Missy was done. Fed up. She simply could not handle another moment of those awful Zorua children.
It wasn’t their fault, of course. She had to keep telling herself that. They’d been raised by a bad, a very bad Pokémon; a Pokémon mean-spirited enough to harm a small and defenseless creature like that Jasmine, a Pokémon with enough hatred to demolish half the village and almost kill Sorbet. These children needed more support than any other children would, and Missy the Blissey would be damned if anyone was better at supporting children than her.
But it was so hard.
It was so hard to be understanding when every time she turned around, another normal, good kid was trapped in some delusion of blindness or deafness. Normal, good kids play normal, good games, eventually get tired, and fall into normal, good sleep. They don’t steal toys or pick locks or make you think the kitchen caught fire only to lock you in. Missy could deal with normal, good kids. But when it came to those evil-hearted Zorua, she was done.
In fact, the Blissey’s only reprieve was the upcoming visit from that nice painter from the studio by the memorial. Palette the Zoroark, while not particularly good at painting herself, was the student of the renowned Pal, and she was supposed to paint a beautiful mural for the kids of the daycare. Now, Missy was hardly the catty type, but she couldn’t help from overhearing some juicy rumors. Apparently that Zoroark had been involved with some really suspicious things in the past, embezzling or fraud or something official and criminal-sounding like that, and on normal circumstances Missy would hardly allow a criminal to approach her impressionable charges. Oh, no, not at all.

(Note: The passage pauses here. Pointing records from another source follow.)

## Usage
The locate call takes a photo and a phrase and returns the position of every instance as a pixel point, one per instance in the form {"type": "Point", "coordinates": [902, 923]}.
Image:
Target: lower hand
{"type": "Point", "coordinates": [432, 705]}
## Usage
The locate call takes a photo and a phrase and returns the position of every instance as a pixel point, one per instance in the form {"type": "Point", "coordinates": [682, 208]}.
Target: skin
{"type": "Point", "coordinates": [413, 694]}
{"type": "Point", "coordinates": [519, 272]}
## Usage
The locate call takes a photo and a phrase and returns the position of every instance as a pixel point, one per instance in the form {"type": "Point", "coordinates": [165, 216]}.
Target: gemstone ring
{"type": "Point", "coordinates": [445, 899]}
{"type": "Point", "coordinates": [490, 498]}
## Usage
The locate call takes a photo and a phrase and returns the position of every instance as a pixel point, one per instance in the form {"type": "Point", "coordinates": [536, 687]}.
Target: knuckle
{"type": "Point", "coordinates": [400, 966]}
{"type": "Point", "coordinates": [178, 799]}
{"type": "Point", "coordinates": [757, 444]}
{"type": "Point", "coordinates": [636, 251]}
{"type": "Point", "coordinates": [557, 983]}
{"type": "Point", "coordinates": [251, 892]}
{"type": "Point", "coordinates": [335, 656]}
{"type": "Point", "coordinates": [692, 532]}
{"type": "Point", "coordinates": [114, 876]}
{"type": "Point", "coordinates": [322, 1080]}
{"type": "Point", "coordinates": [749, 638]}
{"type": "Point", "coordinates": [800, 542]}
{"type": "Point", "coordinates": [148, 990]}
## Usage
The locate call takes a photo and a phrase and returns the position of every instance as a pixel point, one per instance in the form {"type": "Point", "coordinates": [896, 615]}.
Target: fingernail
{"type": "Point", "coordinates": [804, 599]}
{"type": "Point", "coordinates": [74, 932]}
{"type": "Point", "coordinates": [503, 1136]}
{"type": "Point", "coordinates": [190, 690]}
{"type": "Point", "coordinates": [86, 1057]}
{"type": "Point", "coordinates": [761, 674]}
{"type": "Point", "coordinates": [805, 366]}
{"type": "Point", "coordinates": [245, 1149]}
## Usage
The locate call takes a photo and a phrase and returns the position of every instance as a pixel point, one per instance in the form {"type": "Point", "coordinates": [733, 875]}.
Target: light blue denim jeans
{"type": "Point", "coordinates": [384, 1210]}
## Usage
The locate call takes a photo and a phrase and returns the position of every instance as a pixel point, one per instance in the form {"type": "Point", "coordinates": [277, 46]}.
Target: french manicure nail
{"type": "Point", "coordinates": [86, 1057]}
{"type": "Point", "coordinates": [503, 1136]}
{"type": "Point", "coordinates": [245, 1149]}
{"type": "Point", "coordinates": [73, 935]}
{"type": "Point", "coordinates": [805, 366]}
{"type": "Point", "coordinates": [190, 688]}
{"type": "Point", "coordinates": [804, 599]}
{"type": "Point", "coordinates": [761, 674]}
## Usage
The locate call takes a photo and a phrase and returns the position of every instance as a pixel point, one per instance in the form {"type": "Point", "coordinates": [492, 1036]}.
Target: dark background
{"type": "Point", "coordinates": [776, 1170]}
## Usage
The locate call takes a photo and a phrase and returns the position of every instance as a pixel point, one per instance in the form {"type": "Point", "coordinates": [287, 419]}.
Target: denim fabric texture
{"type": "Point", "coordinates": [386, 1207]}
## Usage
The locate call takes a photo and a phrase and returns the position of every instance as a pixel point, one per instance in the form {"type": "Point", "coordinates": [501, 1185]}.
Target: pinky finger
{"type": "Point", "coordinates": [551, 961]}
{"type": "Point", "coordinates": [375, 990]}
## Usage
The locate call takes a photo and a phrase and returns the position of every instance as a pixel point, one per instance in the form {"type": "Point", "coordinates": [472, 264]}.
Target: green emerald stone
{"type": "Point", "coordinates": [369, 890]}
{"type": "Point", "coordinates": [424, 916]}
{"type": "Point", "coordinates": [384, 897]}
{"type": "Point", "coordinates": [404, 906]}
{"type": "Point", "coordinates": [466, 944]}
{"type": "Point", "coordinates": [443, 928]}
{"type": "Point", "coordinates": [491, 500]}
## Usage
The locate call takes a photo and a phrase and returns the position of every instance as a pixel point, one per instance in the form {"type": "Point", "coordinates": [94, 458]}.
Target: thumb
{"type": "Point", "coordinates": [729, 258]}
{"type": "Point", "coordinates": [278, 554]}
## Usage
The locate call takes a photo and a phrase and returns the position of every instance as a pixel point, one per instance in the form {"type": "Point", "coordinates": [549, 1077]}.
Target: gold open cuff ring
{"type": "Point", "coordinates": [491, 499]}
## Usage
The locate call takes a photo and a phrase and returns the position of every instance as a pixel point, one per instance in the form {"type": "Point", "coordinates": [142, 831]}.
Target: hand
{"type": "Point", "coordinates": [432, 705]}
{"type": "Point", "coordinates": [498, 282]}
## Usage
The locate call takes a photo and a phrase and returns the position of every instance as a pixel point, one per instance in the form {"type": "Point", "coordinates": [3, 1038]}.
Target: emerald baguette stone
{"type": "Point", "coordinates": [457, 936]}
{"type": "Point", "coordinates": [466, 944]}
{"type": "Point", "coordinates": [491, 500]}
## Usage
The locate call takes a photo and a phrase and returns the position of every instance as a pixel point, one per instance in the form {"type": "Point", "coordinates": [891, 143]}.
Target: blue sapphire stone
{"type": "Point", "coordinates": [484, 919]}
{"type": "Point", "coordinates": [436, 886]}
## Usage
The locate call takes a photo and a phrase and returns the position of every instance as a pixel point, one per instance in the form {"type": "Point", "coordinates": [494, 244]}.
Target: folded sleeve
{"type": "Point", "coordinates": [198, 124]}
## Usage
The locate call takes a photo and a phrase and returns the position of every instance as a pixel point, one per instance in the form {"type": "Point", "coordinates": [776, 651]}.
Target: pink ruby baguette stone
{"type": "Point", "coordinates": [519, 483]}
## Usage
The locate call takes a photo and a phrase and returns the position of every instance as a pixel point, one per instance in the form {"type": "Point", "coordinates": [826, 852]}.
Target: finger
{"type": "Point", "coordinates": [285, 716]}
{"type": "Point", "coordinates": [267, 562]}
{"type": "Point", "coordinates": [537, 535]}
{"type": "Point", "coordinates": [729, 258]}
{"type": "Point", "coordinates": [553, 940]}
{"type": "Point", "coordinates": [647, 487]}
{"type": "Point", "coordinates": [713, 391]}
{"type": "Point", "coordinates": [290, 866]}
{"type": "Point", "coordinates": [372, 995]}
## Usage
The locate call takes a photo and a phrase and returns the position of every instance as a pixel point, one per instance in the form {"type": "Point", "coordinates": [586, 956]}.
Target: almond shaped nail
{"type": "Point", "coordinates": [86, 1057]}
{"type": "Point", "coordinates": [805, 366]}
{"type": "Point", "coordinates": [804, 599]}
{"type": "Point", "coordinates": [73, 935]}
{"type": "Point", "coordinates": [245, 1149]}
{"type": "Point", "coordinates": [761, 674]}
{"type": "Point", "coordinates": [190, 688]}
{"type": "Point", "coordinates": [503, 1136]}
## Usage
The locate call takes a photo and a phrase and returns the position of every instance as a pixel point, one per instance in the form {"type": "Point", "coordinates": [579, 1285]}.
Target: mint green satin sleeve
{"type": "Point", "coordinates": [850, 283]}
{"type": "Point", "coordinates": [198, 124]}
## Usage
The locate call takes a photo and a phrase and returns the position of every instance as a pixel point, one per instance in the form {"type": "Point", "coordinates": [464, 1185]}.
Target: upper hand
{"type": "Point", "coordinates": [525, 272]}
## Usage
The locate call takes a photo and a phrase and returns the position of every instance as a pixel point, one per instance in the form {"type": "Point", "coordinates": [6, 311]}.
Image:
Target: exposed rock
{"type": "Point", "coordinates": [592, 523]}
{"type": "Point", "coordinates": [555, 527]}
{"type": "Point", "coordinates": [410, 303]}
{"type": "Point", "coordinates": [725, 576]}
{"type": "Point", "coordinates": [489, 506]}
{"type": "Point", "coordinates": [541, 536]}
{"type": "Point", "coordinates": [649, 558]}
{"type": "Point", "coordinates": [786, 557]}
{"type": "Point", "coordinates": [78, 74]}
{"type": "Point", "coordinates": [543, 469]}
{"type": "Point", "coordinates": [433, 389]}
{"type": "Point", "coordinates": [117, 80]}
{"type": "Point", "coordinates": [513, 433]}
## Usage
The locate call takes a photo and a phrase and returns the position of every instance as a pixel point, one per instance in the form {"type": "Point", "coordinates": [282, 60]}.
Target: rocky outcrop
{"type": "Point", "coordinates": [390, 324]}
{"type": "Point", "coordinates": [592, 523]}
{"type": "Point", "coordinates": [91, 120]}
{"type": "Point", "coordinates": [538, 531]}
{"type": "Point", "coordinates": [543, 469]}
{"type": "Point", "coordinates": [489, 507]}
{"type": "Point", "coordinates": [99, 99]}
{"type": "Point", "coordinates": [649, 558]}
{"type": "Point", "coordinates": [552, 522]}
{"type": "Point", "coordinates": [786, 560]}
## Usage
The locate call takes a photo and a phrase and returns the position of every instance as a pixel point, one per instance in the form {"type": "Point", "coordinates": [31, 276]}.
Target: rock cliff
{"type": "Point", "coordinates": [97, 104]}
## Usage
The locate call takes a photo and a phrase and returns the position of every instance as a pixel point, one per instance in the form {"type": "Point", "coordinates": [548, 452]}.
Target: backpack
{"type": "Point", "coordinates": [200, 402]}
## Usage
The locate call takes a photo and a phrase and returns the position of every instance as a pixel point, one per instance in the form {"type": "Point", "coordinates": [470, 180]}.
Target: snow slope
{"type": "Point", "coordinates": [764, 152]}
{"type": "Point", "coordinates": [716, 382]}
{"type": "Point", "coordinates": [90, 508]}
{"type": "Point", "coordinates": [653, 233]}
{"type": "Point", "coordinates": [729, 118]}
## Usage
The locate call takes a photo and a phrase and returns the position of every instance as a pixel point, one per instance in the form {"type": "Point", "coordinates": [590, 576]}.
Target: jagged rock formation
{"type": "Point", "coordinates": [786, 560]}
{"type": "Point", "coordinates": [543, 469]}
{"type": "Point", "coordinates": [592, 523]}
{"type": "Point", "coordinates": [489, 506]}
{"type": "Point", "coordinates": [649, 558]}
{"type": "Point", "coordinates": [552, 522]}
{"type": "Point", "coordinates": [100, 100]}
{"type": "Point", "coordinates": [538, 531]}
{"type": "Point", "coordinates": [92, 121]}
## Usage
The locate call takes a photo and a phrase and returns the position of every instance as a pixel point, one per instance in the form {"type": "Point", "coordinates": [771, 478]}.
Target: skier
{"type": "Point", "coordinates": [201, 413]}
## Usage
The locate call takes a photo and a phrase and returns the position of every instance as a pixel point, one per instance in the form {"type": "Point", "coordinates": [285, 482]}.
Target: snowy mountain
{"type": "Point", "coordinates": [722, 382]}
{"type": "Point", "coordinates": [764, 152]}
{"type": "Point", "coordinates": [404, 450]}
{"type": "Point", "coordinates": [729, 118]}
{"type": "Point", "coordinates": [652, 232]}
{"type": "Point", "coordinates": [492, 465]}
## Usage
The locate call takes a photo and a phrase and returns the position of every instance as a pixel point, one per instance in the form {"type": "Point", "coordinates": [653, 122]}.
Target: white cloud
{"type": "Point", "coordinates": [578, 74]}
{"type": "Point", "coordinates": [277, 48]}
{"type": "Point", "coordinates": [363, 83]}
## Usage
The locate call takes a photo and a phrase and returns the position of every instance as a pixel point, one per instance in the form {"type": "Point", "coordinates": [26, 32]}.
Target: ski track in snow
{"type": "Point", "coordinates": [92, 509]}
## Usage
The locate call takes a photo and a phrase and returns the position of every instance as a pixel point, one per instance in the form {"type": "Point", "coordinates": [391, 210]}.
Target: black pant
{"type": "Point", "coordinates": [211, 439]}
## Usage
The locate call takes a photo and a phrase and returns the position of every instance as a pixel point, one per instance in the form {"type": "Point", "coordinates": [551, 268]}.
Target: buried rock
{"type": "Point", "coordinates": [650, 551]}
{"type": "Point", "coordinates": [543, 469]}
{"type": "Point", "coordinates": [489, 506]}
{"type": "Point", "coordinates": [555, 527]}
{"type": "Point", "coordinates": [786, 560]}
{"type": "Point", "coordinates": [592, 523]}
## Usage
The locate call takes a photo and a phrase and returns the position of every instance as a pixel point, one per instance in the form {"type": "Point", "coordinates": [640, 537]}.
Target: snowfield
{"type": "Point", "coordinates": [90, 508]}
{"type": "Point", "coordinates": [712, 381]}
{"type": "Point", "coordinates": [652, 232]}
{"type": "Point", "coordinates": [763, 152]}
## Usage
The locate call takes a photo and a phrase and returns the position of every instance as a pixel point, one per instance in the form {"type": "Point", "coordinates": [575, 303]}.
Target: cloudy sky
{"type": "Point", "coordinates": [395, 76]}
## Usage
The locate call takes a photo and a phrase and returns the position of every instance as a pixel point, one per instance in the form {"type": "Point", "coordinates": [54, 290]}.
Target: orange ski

But Palette had changed, now — she spent her time doing honest (though maybe not the most stylish) business, and even a bit of community service. And even besides that, nobody could really bring themselves to dislike her anymore, what with all that presumed-dead nonsense. In fact, she made the Blissey feel a bit guilty; she’d just been through so much!
In short, despite her reservations about Palette’s talent, Missy simply had to give the Zoroark a chance. It just wouldn’t be very charitable of her not to.
She could only hope the artist would show up soon.
Palette hesitated, then rapped twice on the dainty wooden door with two out of three claws on her open hand.
“Miss Michelle? It’s Palette, I’m here for the mural?”
The daycare had already been emitting quite a ruckus, even outside, but the noise level suddenly spiked. Palette imagined the complaints of fifty tiny assailants being suddenly shaken off in favor of the undeserving doorbell and the undeserving Zoroark behind the undeserving doorbell. It was kind of awful, actually; all those kids, forced by curiosity to stay awake while some strange ‘mon fooled with paints for what would seem like days.
She was interrupted in her musings by a jolt to the snout when Missy finally pushed the door open without much regard to the position of Palette’s face.
“Oh... oh dear, did I hit you there? I’m terribly sorry, please come in, I’ll fetch you some ice...” Missy nearly fell over apologizing, as if her entire reputation was staked on how polite she was to her guest. Palette picked her easel up and let herself be dragged across a small front hallway and off to the right, into some sort of homely, white-tiled kitchen where Missy quickly began digging in a brand new walnut ice chest.
“I’m fine, really, Michelle...” Palette glanced nervously back at a sudden throng of curious children, peeking out from behind the doorframe. Wait, were... were some of those eyes staring at her with... malice?
“No, please, call me Missy!” Missy demanded, oblivious to her guest’s discomfort. “Ah, here we are.” She straightened and thrust something freezing and hard into Palette’s face.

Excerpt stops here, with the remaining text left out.